Теперь Христиан с удовольствием думал о том, что ему пришлось выдержать бой на дороге и убить человека, чтобы попасть в этот город. Ему даже показалось, что он любит убитого им маленького оборванного француза и лежавшего рядом с французом – так далеко от своей силезской фермы – ефрейтора Крауса с вишневым соком на губах. Он был рад, что прошел через такое испытание на дороге и в лесу и что смерть пощадила его. Ему нравилась война, потому что не было лучшего средства проверить, чего стоит человек, но вместе с тем было приятно сознавать, что скоро она кончится: ему вовсе не хотелось умирать.

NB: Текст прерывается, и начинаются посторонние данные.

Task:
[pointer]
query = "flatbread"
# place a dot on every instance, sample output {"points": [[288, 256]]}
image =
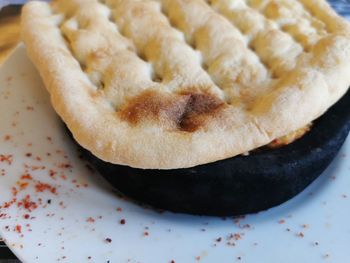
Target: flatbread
{"points": [[168, 84]]}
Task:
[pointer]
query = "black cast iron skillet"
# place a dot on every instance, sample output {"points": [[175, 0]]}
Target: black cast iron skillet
{"points": [[242, 184]]}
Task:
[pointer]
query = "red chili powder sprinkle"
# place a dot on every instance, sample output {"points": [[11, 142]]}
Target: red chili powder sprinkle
{"points": [[23, 186], [26, 177], [6, 158], [27, 203], [18, 229], [90, 220], [65, 165], [8, 204], [41, 187], [237, 236]]}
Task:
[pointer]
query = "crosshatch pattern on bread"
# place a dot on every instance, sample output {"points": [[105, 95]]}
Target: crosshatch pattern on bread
{"points": [[170, 84]]}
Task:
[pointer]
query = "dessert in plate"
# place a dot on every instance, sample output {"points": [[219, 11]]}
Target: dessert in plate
{"points": [[165, 96]]}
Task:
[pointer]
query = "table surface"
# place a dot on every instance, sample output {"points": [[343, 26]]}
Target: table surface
{"points": [[9, 38]]}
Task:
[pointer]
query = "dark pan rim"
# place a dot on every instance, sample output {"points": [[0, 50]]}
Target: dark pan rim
{"points": [[238, 185]]}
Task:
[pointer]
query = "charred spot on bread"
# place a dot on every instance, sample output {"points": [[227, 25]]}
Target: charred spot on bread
{"points": [[186, 111]]}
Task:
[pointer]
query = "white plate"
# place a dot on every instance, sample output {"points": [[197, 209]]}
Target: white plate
{"points": [[313, 227]]}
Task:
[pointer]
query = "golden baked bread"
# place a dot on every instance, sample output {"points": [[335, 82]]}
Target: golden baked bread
{"points": [[167, 84]]}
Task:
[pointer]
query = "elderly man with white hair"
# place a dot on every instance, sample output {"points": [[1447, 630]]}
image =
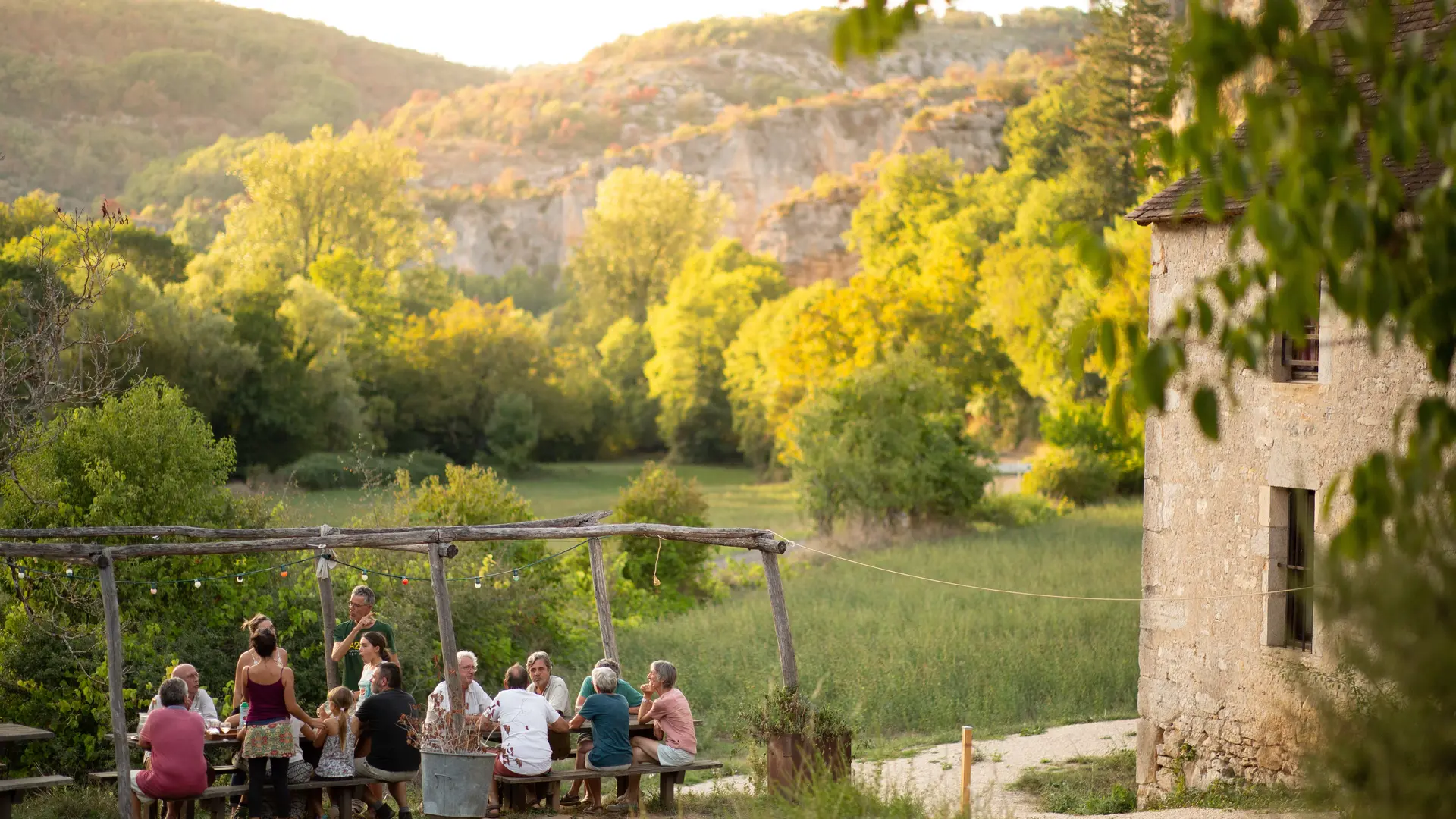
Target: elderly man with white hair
{"points": [[199, 700], [475, 698], [548, 686]]}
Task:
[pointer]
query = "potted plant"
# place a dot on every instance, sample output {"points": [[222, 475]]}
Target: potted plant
{"points": [[800, 741], [455, 771]]}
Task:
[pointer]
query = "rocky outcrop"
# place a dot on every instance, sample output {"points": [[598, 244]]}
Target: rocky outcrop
{"points": [[759, 162]]}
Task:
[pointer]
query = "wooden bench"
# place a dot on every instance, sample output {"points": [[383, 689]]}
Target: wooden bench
{"points": [[215, 799], [14, 790], [513, 789]]}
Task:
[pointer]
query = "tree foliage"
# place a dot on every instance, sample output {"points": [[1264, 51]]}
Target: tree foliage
{"points": [[705, 306]]}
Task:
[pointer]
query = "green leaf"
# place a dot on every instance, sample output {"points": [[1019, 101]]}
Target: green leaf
{"points": [[1206, 409]]}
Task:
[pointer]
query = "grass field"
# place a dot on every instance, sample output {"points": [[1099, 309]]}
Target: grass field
{"points": [[903, 656], [734, 497]]}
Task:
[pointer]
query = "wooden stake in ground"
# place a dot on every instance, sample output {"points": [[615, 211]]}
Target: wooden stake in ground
{"points": [[114, 668], [967, 757], [603, 594], [447, 646], [788, 664]]}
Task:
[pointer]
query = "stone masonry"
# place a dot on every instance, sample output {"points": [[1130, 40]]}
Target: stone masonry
{"points": [[1215, 692]]}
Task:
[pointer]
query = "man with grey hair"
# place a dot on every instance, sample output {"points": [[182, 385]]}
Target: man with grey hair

Будущее представлялось Христиану радостным, он верил, что оно будет безмятежным и красивым, а все то, ради чего он рискует сейчас жизнью, станет незыблемым законом, и начнется новая эра, эра процветания и порядка.
Христиан подумал еще, что он любит Брандта, который, почти не шатаясь, идет рядом. Там, на дороге, Брандт хныкал, но все же сумел победить страх и сражался бок о бок с ним, хотя и придерживал рукой свой трясущийся локоть, когда стрелял через весеннюю листву в человека, который, конечно, убил бы Христиана, если бы смог.
Христиану нравилась эта тихая лунная ночь, под покровом которой он и Брандт – новые владыки города – плечом к плечу шагали по пустынным прекрасным улицам. Он понял в конце концов, что жил не напрасно, что не для того он родился, чтобы растрачивать попусту время, обучая ходьбе на лыжах детей и богатых бездельников. Он приносил пользу и будет ее приносить – чего еще может требовать человек от жизни?!
– Смотри-ка! – воскликнул Брандт, останавливаясь перед залитой лунным светом стеной церкви. Христиан взглянул на то место, куда указывал Брандт. В свете луны отчетливо выделялись написанные мелом крупные цифры: «1918». Христиан растерянно заморгал и покачал головой. Он понимал, что цифры имеют какое-то значение, но не сразу сообразил, какое именно.
– Тысяча девятьсот восемнадцатый год, – заметил Брандт. – Да, они помнят. Французы помнят.
Христиан снова взглянул на стену. Он внезапно почувствовал печаль и усталость; он был на ногах с четырех часов утра, а день выдался такой утомительный. Тяжело ступая, Христиан подошел к стене, поднял руку и стал медленно и методично стирать рукавом надпись.